Semua manusia memang memiliki sudut pandang yang berbeda, jika kita membandingkan diri kita dengan orang lain, pasti timbul lah perasaan iri, begitu juga sebaliknya. Semua kehidupan memiliki kekurangan dan kelebihan tersendiri, nikmatilah hidupmu sendiri, jangan bandingkan dengan yang lain, percayalah di balik kesusahan yang kita rasakan, masih banyak orang yang lebih susah dari kita, masih untung kalian bisa membaca karya Author Alveandra yang halunya tingkat Dewa, belum tentu mereka yang tidak memiliki ponsel bisa memiliki hiburan seperti kalian.
Novi kembali ke dalam Kontrakan Rendi setelah mengantar Sulis sampai depan dan meninggalkan kontrakan Rendi.
"Dia cantik yah?" ucap Novi sambil duduk di dekat Rendi.
"Siapa?" tanya Rendi polos.
"Halah Bos ini, Mbak Sulis yang tadi loh." celetuk Harisman yang memang sedang nonton tivi bersama mereka.
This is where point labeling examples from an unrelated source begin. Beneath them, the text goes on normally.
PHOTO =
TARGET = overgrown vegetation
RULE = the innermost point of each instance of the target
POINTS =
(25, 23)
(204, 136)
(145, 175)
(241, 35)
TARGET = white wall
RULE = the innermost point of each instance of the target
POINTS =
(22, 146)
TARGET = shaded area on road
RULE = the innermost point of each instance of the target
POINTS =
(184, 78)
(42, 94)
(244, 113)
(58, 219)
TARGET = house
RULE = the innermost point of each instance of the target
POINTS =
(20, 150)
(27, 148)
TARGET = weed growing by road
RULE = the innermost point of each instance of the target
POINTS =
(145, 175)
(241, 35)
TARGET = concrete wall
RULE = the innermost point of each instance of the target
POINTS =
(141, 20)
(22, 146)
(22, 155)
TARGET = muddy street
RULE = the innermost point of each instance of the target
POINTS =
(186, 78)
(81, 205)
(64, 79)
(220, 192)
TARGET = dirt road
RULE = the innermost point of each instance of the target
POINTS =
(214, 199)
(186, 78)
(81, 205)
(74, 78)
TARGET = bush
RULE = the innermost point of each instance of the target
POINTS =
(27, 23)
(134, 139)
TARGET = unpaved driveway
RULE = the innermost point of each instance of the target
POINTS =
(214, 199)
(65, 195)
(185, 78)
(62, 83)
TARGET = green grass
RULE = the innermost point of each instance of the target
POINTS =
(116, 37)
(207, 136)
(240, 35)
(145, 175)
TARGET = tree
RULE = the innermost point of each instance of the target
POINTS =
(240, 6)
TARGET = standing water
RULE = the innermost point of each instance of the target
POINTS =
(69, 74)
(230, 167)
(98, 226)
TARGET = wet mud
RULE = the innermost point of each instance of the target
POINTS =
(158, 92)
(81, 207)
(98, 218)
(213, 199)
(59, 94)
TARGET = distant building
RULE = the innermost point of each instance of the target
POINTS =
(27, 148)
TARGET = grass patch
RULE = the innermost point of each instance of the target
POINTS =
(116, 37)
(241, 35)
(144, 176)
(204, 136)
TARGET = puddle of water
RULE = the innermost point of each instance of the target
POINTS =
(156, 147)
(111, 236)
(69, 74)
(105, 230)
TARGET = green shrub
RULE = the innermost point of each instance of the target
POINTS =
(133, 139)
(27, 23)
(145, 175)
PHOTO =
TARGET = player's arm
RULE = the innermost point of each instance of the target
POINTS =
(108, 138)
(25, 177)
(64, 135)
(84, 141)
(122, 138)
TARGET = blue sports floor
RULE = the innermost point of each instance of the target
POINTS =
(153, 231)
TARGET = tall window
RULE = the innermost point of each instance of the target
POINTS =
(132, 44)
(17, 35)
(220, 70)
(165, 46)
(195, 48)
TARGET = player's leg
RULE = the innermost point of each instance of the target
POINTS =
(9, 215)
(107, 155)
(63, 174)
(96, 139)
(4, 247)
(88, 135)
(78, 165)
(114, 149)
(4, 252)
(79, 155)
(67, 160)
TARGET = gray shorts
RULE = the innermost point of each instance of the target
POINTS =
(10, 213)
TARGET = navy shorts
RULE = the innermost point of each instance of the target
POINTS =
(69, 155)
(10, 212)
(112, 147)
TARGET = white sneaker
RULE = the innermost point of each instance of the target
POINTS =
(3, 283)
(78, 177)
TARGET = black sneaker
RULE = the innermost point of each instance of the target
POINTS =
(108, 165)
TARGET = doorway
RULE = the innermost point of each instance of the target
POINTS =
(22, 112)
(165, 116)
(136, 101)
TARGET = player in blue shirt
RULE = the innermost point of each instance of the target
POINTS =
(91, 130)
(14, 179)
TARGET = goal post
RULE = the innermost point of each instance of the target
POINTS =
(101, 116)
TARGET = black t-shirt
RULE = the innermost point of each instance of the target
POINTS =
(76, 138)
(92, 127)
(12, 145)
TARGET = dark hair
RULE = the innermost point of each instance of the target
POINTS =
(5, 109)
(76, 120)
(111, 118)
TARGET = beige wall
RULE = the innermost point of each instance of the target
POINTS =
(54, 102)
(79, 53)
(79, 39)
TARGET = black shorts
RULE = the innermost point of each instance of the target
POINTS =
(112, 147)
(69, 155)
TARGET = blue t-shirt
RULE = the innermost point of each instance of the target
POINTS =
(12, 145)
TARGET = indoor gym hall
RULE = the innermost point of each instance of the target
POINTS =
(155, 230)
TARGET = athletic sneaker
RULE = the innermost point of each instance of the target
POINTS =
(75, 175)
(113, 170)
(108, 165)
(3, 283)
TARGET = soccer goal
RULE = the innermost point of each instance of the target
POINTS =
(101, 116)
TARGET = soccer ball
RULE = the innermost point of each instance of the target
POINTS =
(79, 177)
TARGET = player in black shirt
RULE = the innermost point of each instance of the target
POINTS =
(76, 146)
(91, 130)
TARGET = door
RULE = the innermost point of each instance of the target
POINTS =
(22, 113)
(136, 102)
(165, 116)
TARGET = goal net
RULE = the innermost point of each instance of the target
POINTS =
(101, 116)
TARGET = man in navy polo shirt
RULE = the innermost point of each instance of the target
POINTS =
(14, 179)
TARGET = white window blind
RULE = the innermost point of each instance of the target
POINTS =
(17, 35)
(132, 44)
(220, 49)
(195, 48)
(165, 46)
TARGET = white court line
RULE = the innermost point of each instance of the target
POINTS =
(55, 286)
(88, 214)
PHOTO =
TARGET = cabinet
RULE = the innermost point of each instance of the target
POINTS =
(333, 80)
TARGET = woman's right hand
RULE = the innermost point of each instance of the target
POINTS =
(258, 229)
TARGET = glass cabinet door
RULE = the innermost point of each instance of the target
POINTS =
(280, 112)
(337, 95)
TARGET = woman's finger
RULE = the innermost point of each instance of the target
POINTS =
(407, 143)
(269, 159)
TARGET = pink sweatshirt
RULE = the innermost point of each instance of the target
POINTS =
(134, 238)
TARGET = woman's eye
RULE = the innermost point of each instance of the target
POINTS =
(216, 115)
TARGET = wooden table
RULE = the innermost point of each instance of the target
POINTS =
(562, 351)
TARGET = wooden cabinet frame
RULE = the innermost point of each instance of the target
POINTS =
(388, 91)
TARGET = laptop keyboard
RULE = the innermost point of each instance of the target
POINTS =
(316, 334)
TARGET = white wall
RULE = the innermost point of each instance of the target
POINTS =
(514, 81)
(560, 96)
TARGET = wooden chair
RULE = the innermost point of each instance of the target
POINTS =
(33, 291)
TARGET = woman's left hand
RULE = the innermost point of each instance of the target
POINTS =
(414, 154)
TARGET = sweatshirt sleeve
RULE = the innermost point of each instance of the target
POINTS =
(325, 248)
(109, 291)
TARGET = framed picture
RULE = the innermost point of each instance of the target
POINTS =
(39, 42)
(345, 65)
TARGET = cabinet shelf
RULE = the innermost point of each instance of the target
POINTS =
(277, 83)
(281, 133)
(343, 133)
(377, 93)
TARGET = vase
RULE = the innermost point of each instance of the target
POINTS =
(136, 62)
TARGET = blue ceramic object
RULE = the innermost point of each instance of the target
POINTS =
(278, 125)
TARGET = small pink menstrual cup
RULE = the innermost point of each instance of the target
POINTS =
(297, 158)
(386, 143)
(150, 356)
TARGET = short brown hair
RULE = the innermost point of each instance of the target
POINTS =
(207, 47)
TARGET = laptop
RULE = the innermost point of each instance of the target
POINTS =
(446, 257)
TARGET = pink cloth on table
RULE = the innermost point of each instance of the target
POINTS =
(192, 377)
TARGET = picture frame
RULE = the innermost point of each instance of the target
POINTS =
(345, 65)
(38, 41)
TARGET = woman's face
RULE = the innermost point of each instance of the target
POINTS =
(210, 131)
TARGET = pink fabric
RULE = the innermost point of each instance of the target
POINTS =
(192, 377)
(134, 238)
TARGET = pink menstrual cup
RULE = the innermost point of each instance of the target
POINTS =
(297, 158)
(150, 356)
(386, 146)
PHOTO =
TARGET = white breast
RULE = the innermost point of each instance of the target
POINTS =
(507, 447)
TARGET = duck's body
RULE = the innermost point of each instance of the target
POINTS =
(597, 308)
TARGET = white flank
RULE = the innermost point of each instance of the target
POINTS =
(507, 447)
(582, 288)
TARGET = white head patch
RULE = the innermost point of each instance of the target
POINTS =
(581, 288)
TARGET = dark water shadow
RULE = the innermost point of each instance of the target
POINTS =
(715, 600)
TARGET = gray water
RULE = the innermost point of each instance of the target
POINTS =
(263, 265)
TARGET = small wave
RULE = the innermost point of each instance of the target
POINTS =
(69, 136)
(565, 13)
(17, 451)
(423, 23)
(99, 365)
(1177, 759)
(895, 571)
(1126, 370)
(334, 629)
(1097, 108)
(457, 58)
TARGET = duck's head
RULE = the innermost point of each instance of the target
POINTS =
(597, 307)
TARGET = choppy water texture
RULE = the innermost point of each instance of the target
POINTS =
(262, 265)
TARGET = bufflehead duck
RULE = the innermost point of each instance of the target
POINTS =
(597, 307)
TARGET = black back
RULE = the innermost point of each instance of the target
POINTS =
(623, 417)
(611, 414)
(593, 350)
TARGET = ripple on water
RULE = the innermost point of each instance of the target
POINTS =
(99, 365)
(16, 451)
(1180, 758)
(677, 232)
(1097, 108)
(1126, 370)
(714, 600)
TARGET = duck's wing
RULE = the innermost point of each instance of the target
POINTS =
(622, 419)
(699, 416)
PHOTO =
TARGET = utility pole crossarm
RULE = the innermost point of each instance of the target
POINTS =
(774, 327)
"Tuh Gorila saja tahu, kamu ini malah lemot!" sindir Novi ketus.
Rendi menghela napas."dia dulu tidak seperti itu, malahan banyak marahnya sama aku daripada baiknya."
"Maksud kamu?" tanya Novi penasaran.
"Seperti yang kamu dengar dari cerita Sulis, aku memang dulu kerja di rumahnya, sumpah dia itu dulu jutek, judes dan sering marah-marah gak jelas denganku, tapi setelah aku berhenti kerja di rumahnya, tiba-tiba seperti yang kamu lihat sekarang, dia berubah sangat drastis seperti itu, aku jadi bingung sendiri, apa dia kesamben atau apalah." ucap Rendi sambil menghela napas berat.
Novi tersenyum getir, ia tahu maksud Rendi, karena jika saja ia tidak agresif dengan Rendi, pasti diapun sama seperti Sulis, akan sering uring-uringan marah tidak jelas, karena Rendi benar-benar tidak peka sama sekali.
Novi yakin kalau Sulis sudah menyadari hal itu, jadi sifatnya ia rubah drastis, dengan kata lain ia mencoba mendekati Rendi dengan cara halus.
Aku tidak boleh kalah darinya, Rendi harus menjadi milikku!
Novi bertekad dalam hati ingin memiliki Rendi, karena mau bagaimanapun ia sudah merasa nyaman dengan pria tersebut.